The Bureau first proposed publishing narrative detail of consumer complaints in July 2014. Comments were accepted for 60 days thereafter. Not surprisingly, consumer groups favored the proposal, subject to the consumer's right to opt in to publication and removal of individual consumer information. Industry opposed it, asserting that publication of unverified consumer narratives could lead to erroneous conclusions, for example, portraying the complaints as validated by the Bureau, and cause unfair reputational damage. Companies also pointed out that laws restricting their rights to disclose consumer information would hamper their ability to adequately respond publicly.

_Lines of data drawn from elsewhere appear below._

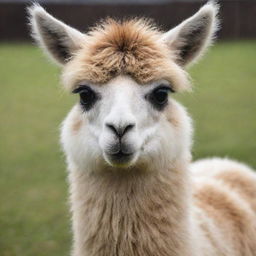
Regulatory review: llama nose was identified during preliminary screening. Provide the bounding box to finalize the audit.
[106,123,135,139]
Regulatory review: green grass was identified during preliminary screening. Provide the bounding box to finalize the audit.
[0,41,256,256]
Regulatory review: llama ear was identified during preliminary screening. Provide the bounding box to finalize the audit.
[161,1,219,66]
[28,4,86,64]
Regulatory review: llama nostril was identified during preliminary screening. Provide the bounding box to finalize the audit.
[106,123,135,138]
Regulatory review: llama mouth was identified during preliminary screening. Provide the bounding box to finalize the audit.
[106,150,134,166]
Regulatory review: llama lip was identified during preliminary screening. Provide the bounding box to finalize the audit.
[106,150,134,165]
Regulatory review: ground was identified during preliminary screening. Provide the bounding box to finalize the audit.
[0,41,256,256]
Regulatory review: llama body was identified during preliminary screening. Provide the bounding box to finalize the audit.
[30,3,256,256]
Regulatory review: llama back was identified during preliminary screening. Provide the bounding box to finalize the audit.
[190,158,256,256]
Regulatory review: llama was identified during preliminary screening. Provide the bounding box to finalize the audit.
[29,2,256,256]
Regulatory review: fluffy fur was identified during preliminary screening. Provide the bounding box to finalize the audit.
[30,2,256,256]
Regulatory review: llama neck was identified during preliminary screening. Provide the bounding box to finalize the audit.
[70,163,195,256]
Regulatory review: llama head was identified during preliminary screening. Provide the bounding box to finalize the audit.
[30,2,218,172]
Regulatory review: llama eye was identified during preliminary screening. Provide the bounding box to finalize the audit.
[147,86,171,110]
[73,86,98,110]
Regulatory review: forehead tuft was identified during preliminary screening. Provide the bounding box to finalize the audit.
[64,19,190,91]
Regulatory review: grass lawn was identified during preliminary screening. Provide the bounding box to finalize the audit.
[0,41,256,256]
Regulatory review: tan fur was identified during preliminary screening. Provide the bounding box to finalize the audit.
[63,19,190,91]
[31,3,256,256]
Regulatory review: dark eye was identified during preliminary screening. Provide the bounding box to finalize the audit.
[73,86,98,110]
[147,86,171,110]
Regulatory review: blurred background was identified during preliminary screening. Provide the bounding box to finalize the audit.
[0,0,256,256]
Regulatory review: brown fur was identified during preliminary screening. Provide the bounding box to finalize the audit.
[63,19,189,91]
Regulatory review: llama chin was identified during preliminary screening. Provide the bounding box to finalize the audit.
[29,2,256,256]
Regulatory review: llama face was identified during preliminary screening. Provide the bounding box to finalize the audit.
[70,76,177,166]
[62,76,191,169]
[29,2,217,169]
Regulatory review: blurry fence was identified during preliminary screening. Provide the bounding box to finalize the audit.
[0,0,256,41]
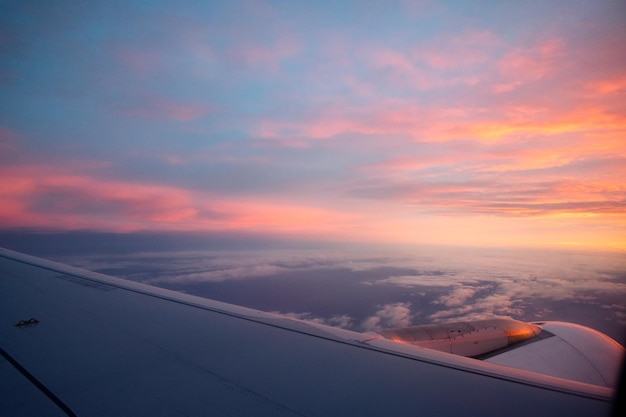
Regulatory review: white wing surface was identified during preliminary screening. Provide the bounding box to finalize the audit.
[0,250,613,416]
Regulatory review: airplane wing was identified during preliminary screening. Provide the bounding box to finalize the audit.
[0,250,613,416]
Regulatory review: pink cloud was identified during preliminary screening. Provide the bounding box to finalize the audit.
[0,162,353,234]
[494,39,565,93]
[411,31,502,70]
[118,96,212,122]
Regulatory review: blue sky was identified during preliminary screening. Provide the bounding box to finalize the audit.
[0,1,626,248]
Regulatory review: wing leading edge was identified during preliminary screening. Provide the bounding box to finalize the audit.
[0,250,613,416]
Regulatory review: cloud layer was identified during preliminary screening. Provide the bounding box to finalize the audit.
[0,0,626,247]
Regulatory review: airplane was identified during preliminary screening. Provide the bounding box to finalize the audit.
[0,248,624,417]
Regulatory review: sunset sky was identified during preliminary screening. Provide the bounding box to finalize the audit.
[0,0,626,249]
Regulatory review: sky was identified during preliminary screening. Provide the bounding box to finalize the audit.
[23,242,626,344]
[0,0,626,249]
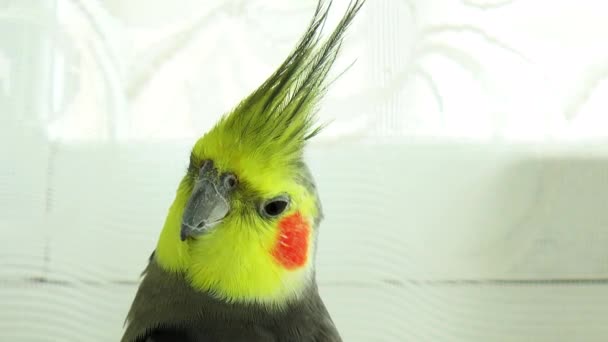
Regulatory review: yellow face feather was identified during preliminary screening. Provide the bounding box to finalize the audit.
[155,0,363,306]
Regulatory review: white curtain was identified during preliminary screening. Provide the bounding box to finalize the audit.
[0,0,608,143]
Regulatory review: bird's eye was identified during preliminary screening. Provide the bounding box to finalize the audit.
[223,173,238,190]
[262,196,289,217]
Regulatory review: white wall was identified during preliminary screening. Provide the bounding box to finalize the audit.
[0,0,608,342]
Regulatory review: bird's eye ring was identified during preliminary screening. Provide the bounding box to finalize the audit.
[223,173,239,190]
[261,196,289,217]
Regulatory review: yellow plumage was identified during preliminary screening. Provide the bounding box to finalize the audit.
[151,1,363,306]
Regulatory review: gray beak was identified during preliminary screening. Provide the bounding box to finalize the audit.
[180,160,231,241]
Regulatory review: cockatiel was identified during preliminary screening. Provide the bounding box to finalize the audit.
[122,0,365,342]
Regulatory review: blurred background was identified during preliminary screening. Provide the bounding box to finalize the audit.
[0,0,608,341]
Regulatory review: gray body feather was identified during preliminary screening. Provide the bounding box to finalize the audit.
[121,257,342,342]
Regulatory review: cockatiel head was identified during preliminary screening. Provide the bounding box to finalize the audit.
[156,0,363,306]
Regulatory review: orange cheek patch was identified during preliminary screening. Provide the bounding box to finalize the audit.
[272,212,310,270]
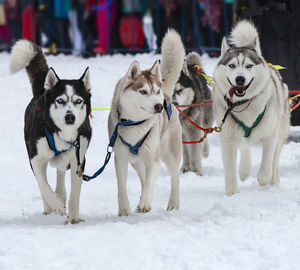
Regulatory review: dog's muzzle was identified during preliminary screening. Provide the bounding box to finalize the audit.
[154,103,164,113]
[65,113,75,125]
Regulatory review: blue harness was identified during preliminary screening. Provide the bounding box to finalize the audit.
[82,101,172,182]
[44,127,80,165]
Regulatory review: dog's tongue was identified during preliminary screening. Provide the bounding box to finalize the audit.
[229,85,245,98]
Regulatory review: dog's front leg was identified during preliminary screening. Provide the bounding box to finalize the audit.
[220,135,238,196]
[115,153,131,216]
[257,134,278,186]
[136,160,160,213]
[65,166,84,224]
[76,136,89,177]
[30,157,66,216]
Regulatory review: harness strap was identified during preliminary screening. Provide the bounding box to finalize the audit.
[82,120,145,182]
[164,100,172,120]
[44,127,80,166]
[82,101,172,182]
[231,106,267,138]
[119,128,152,155]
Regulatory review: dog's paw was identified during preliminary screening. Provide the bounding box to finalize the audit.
[136,203,151,213]
[64,217,84,224]
[43,209,53,216]
[181,165,191,173]
[257,171,271,186]
[48,193,67,216]
[225,185,238,196]
[239,171,250,182]
[118,208,131,217]
[195,169,203,176]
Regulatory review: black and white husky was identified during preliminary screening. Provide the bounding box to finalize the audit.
[10,40,91,223]
[214,21,290,195]
[108,31,185,216]
[172,52,214,175]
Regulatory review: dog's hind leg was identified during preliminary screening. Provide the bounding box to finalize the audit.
[55,170,66,206]
[190,143,203,176]
[30,157,66,215]
[181,144,191,173]
[131,160,146,190]
[202,138,209,158]
[239,146,251,181]
[164,157,180,211]
[257,134,278,186]
[65,164,84,224]
[136,157,160,213]
[115,153,131,216]
[220,134,238,196]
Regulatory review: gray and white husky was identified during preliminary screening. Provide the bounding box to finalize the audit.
[10,40,91,223]
[172,52,214,175]
[214,21,290,196]
[108,30,185,216]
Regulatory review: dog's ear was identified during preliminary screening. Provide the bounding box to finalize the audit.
[150,60,162,81]
[125,61,142,81]
[79,67,92,91]
[44,68,60,90]
[253,38,262,56]
[221,37,230,58]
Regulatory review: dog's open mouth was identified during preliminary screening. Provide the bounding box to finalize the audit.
[227,78,254,99]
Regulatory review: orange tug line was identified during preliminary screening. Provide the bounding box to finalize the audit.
[176,90,300,144]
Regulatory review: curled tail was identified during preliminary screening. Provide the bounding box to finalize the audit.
[161,29,185,97]
[10,39,49,96]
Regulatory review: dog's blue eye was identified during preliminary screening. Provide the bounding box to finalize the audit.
[75,98,82,104]
[56,98,65,104]
[140,90,147,95]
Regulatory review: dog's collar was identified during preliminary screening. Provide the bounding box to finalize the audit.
[224,95,249,109]
[164,99,172,120]
[117,99,172,122]
[231,106,267,138]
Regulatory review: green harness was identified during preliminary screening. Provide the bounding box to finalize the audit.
[231,106,267,138]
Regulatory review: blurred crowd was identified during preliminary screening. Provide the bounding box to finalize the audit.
[0,0,234,57]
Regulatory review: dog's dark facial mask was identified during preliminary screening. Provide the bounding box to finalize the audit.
[45,69,91,130]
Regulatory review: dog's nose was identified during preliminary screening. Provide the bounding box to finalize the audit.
[65,113,75,125]
[235,76,246,85]
[154,103,164,113]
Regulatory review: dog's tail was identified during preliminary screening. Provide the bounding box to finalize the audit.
[229,20,260,51]
[161,29,185,97]
[10,39,49,96]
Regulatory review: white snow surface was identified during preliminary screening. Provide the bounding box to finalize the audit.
[0,53,300,270]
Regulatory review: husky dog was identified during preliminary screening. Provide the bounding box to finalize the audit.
[214,21,290,196]
[108,30,185,216]
[10,40,91,221]
[172,52,214,175]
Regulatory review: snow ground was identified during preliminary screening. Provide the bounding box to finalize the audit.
[0,51,300,270]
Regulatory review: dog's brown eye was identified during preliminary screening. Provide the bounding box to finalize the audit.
[75,98,82,104]
[140,90,147,95]
[56,98,65,104]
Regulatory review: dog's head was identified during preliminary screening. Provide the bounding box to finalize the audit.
[214,38,269,102]
[119,61,164,121]
[44,68,91,129]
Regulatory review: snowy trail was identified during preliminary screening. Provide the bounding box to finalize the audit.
[0,51,300,270]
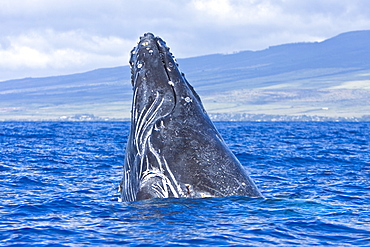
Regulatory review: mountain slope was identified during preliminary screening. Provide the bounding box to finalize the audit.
[0,31,370,120]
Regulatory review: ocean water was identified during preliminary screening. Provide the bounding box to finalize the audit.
[0,122,370,246]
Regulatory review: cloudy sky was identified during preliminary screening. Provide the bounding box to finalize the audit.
[0,0,370,81]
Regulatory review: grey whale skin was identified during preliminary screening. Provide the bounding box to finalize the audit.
[119,33,261,201]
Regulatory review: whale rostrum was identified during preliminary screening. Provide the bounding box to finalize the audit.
[119,33,261,201]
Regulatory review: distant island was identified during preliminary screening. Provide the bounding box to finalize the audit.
[0,30,370,121]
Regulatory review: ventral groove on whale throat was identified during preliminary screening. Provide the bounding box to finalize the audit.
[119,33,261,201]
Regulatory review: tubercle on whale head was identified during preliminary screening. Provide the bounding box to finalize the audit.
[130,33,204,124]
[129,33,184,90]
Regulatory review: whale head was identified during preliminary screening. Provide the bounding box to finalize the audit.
[120,33,260,201]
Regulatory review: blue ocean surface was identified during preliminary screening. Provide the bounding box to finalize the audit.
[0,122,370,246]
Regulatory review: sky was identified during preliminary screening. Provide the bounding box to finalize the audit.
[0,0,370,81]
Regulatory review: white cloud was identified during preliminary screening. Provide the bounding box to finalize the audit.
[0,0,370,80]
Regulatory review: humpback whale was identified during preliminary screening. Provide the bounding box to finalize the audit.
[119,33,261,201]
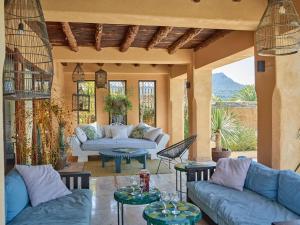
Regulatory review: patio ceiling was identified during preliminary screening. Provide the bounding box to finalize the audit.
[47,22,230,54]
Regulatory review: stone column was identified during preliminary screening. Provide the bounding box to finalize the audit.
[169,78,185,144]
[0,0,5,224]
[187,65,212,160]
[255,53,300,170]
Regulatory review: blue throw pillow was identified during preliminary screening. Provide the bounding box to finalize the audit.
[278,170,300,215]
[245,161,279,200]
[5,170,29,223]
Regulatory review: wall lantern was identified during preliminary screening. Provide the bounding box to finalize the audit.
[72,94,90,112]
[256,0,300,56]
[95,64,107,88]
[72,63,85,82]
[3,0,53,100]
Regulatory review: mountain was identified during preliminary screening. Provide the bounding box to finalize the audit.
[212,73,245,99]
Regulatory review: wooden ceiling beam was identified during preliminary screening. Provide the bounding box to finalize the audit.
[61,22,78,52]
[168,28,204,54]
[120,25,140,52]
[95,24,103,51]
[147,27,173,50]
[194,30,231,51]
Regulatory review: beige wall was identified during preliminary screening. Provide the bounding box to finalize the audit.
[272,53,300,170]
[0,0,5,224]
[229,107,257,129]
[59,65,169,132]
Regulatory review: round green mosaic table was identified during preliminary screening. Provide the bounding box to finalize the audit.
[143,202,202,225]
[114,186,160,225]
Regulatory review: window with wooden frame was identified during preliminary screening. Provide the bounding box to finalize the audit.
[77,81,97,124]
[108,80,127,124]
[139,80,156,127]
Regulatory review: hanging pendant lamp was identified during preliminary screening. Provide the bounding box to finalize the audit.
[3,0,53,100]
[95,64,107,88]
[256,0,300,56]
[72,63,85,82]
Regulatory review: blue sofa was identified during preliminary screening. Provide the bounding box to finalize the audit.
[5,170,92,225]
[187,162,300,225]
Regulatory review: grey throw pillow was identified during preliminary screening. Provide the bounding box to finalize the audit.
[16,165,71,207]
[144,128,162,141]
[130,125,150,139]
[210,158,251,191]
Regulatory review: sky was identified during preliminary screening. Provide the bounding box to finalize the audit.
[213,57,255,85]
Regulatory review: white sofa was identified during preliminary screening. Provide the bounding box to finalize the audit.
[69,123,170,162]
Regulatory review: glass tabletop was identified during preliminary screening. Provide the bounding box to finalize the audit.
[143,202,202,225]
[114,186,160,205]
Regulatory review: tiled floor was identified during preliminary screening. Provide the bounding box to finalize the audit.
[91,174,206,225]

The Bureau concluded in the Statement that publishing unstructured consumer narrative describing the events that led to the complaint, as well as company responses, would provide consumers with helpful information, improve transparency, and assist in the detection of destructive patterns of, for example, unfair or deceptive practices. To address privacy concerns, the narrative would not be published unless the consumer opts in and his or her personal information is scrubbed. Thus, the identity of the company subject to the complaint and the consumer's version of the events that led to it will be public, but the identity of the consumer will not.

Companies will be permitted (but not required) to submit narrative responses to the complaint for publication, with the consumer's personally identifiable information removed. However, the Bureau acknowledged industry concerns that companies would be limited in their ability to provide unstructured responses with adequate detail by legal and business considerations, as well as laws such as Gramm-Leach Bliley and the Fair Credit Reporting Act. To accommodate these concerns, the Bureau intends to develop and provide a "finite list of structured responses" from which a company can choose, at its option, to serve as its public response to be shared on the database. The Bureau opined that giving companies the option to provide a structured response would relieve them of having to assess the level of detail to include in a narrative response while protecting consumer privacy, and reduce the reputational and legal risk of publishing a narrative.

Thus, companies will have the option of providing both a private, to consumer, narrative response, and a public-facing structured response. The consumer narrative will not be published on the database until the company provides its public facing response, but no later than 60 days after the company receives the complaint.

According to the Statement, publication of narrative complaint data will not begin until 90 days after publication in the Federal Register. The Bureau will add the list of structured responses that companies may use for public responses to the secure web portal where they respond to complaints.